A very clear and interesting case of this is that in which I shut my eyes and write something. I can say what I am writing. And what I say I am writing will almost always in fact appear on the paper. Now here it is clear that my capacity to say what is written is not derived from any observation. In practice of course what I write will very likely not go on being very legible if I don’t use my eyes. But isn’t the role of all our observation-knowledge in knowing what we are doing like the role of the eyes in producing successful writing? That is to say, once given that we have knowledge or opinion about the matter in which we perform intentional actions, our observation is merely an aid. [Anscombe 2000: 53]
Whether this successful preserves the idea that one can have practical knowledge of an intentional action which is identical to knowledge of a worldly happening is not clear.
McDowell does not discuss the interpretation of Thompson and Haddock but does, like them. aim to redeem Anscombe’s idea that practical knowledge is both a distinct form – which is the cause of what is known – whilst also being knowledge of actual events. He suggests that the solution is a form of disjunctivism.
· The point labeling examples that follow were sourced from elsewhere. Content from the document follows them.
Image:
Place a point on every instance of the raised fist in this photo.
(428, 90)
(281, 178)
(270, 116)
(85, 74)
There is a clear parallel here with the case of perceptual knowledge discussed in chapters 5 and 6 above. There, the idea that perception can ground empirical knowledge seems to be in tension with the fact that apparent perceptions can be misleading. In that case, McDowell’s favoured conclusion is that experience can take two forms. It can either be a veridical case of taking in some environmental fact in which case what one experiences, coupled with suitable conceptual resources, is sufficient for knowledge. On the other hand, it can be a misleading experience which merely seems to be of the relevant fact. In such a case, what seems to be a ground for knowledge is not. The conclusion to be resisted, however, is that the most experience can provide is a highest common factor of the two cases. If that were the case, direct perceptual knowledge would never be possible because experience would never provide a warrant which was incompatible with the falsity of the claim it seemed to support. Hence disjunctivism about perceptual warrant or justification. Roughly, experiences either take in the facts they seem to, or they do not. If they do: that is enough – given suitable conceptual capacities – for knowledge. The question of how one knows which disjunct one inhabits is a distinct question that need not be answered to enjoy perceptual warrant in the first place.
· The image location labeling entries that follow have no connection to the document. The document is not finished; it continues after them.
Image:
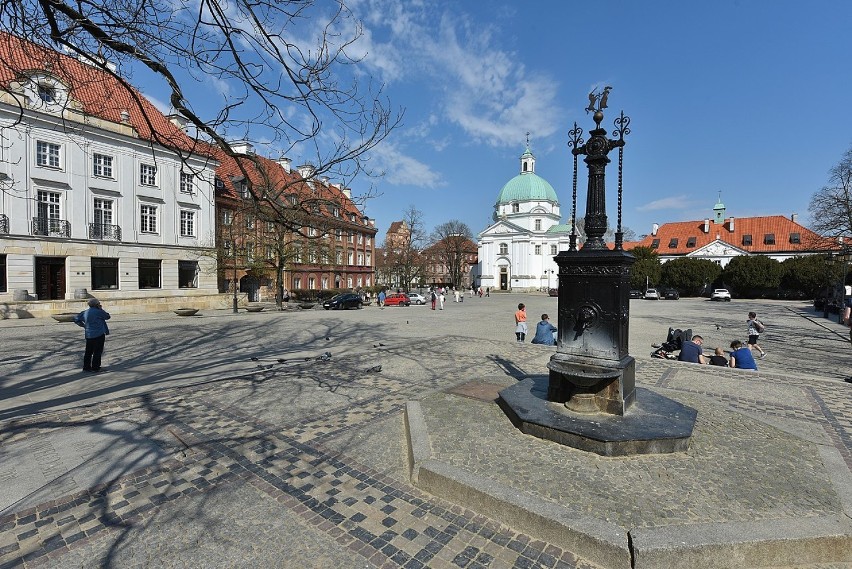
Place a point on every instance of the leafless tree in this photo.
(278, 71)
(452, 245)
(402, 258)
(831, 206)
Without developing such an account, McDowell suggests that the right response to the case of the broken chalk is a form of disjunctivism about practical knowledge. In the good disjunct, the fact that one formed an intention to act is sufficient for practical knowledge of what is happening even if such a capacity is, like perceptual knowledge, fallible.
This section and the one before have outlined McDowell’s account of action which draws heavily on Anscombe’s neo-Aristotelian account in Intention and O’Shaughnessy’s dual aspect account of the will, extended by McDowell to cover the case of intentional action. The result is a picture of action and intention in action as conceptual through and through and thus offering a close parallel with the account of perceptual experience set out in Mind and World. In the final section of this chapter I will assess the charge that both aspects threaten to introduce a detached distance between the world, both perceived and acted within, and rational human subjects.